The second thing that I would tell you is, on the money side, I would not say to charge her rent, but tell her that the rent she is being charged is that the two of you have to be in agreement about her budget, which needs to show that she has very little social money and almost all of it is going toward the student loan. If she continues to do that, she has free rent. If she doesn't continue to do that, she has to move out.

The rent that you are charging her is to make her do what is smart for her. That's her only rent, but you get to monitor that and supervise it. Not because you're a control freak, but because you are the landlord and that's the rent. You are just leading her wisely.

You say that she feels she's being called to teach in a Christian school, but I would encourage her to be a Christian in the marketplace. Salt is a good thing, especially if she's an excellent teacher.

If she's going to make between $30,000 and $35,000, what if she lived with you for a year and paid off almost all of her student loan debt, and you guys just say this is a one-year plan. I don't want her living there much longer than one year if she's my daughter.

Here is what we discovered: We had one move in with us and stayed there five months after she graduated. It was the exact same situation except that there was no student loan debt. With this daughter, we actually get along with her extremely well and enjoy the hanging out and adult-to-adult conversation. We enjoy that with all our kids, but this one was not hard to live with. She could have stayed there five years and we would have been fine.

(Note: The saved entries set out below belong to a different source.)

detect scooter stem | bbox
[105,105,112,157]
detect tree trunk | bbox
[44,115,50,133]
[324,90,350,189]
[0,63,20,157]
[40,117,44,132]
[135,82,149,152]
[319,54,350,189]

What we started figuring out is that's not good for her. When she goes and gets an apartment with a couple of friends and has to split up the bills and actually has to pay the light bill and buy her own groceries, a level of emotional maturity and dignity kicks in that just never happens in mom and dad's house.

I wouldn't take that away from her for more than a year, maybe. I want her out for her sake, emotionally and just maturity-wise after a year.